LA LOI médicament, définitivement adoptée à la fin de l’année 2011, est directement la conséquence de la crise du Mediator, qui avait éclaté un an plus tôt. Prenant l’affaire à bras-le-corps, le ministre de la Santé, Xavier Bertrand, a demandé deux rapports à de l’Inspection générale des affaires sociales (IGAS), remis en janvier et juin 2011, quatre rapports parlementaires (entre mars et juillet 2011) et organisé les Assises du médicament, dont la synthèse a été publiée en juin 2011. Le pharmacien est peu visé dans ces rapports, contrairement à l’industrie et aux autorités sanitaires. Ils mettent essentiellement en cause les défaillances de la pharmacovigilance et de l’AFSSAPS en général, ainsi que les conflits d’intérêts.
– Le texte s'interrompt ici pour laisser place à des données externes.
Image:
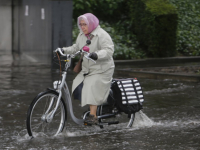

Du fruit de ces cogitations, est née, le 1er août 2011, la loi votée le 19 décembre, visant à renforcer essentiellement le contrôle du médicament, et, dans une moindre mesure, celui du dispositif médical.
Quelles sont les conséquences de cette loi sur l’officine ? Olivier Lantrès, du Cabinet Field Fisher Waterhouse, a répondu à cette question lors du dernier congrès du groupe PHR. Selon ce spécialiste du droit pharmaceutique, six principales mesures vont impacter l’officine : la publicité des liens d’intérêt, leur rôle dans la pharmacovigilance, le renforcement de la dispensation en DCI, l’encadrement de la dispensation hors AMM, les garanties pour un approvisionnement continu, et l’élargissement d’accès au dossier pharmaceutique.
Publicité des liens d’intérêt : point phare de la loi, le texte, transposé du droit américain, exige des professionnels de santé de publier sur un site commun la totalité des liens d’intérêt entre les experts et les industriels de la santé. Le pharmacien est donc implicitement concerné par cette disposition, y compris pour les conventions passées avec les opérateurs de santé (laboratoires, dispositifs médicaux, cosmétiques…). Rien n’exclut notamment les conventions de coopération commerciale avec les génériqueurs et les avantages directs ou indirects, en espèce ou en nature, qui en découlent. Les avantages commerciaux devraient donc désormais être référencés sur le site.
Rôle dans la pharmacovigilance : tout effet indésirable doit désormais faire l’objet d’une déclaration, et non plus seulement les effets graves et inattendus. L’agence pourra décider l’interdiction de la délivrance de médicaments pour motifs de santé publique, limitée aux seuls lots de fabrication concernés, avec une exception pour les patients en cours de traitement. Cela signifie, en pratique, un accroissement de la charge de travail du pharmacien dans la gestion des effets indésirables.
Renforcement de la dispensation sous DCI : la prescription en DCI et l’utilisation de logiciels certifiés d’aide à la dispensation seront obligatoires d’ici à 2015. La délivrance générique sera de rigueur, sauf mention manuscrite contraire du prescripteur. Pour l’officine, ces dispositions vont renforcer la substitution et accroître le rôle de conseil des pharmaciens, qui devront s’équiper de logiciels certifiés.
Encadrement de la dispensation hors AMM : l’usage du hors AMM sera possible uniquement en cas de recommandation temporaire d’utilisation (RTU), sous la responsabilité du prescripteur. À défaut, le produit ne pourra pas être remboursé. Le prescripteur devra également mentionner « prescription hors autorisation de mise sur le marché » sur l’ordonnance. La responsabilité civile et pénale du pharmacien en cas de non-respect du bon usage pourrait être engagée en cas de dommage.
Garanties pour un approvisionnement continu : certains laboratoires pharmaceutiques ont parfois des difficultés de production industrielle ou pratiquent une politique de quotas et de contingentement afin de se prémunir contre les exportations parallèles. Or les grossistes-répartiteurs sont tenus à une obligation de service public d’approvisionnement et de continuité du marché. L’exploitant devra assurer une information sur tout risque de rupture de stock. En cas de défaillance, il encourt une sanction par la nouvelle agence du médicament, pouvant atteindre un million d’euros. Ces dispositions, avec quelques autres, devraient a priori permettre aux pharmaciens de rencontrer moins de difficultés dans l’approvisionnement.
Élargissement de l’accès au DP : l’accès au dossier pharmaceutique va s’élargir au ministre de la Santé, à l’agence du médicament, à l’Institut national de veille sanitaire (InVS), au pharmacien hospitalier et, à titre expérimental, aux médecins de certains établissements de santé. Cela pourrait entraîner un nouveau mode d’appréciation des pharmaciens d’officine et une opposition plus forte des patients informés à l’ouverture d’un DP.
Les premiers décrets de la loi, promulguée le 29 décembre dernier, devraient être publiés dans les prochaines semaines.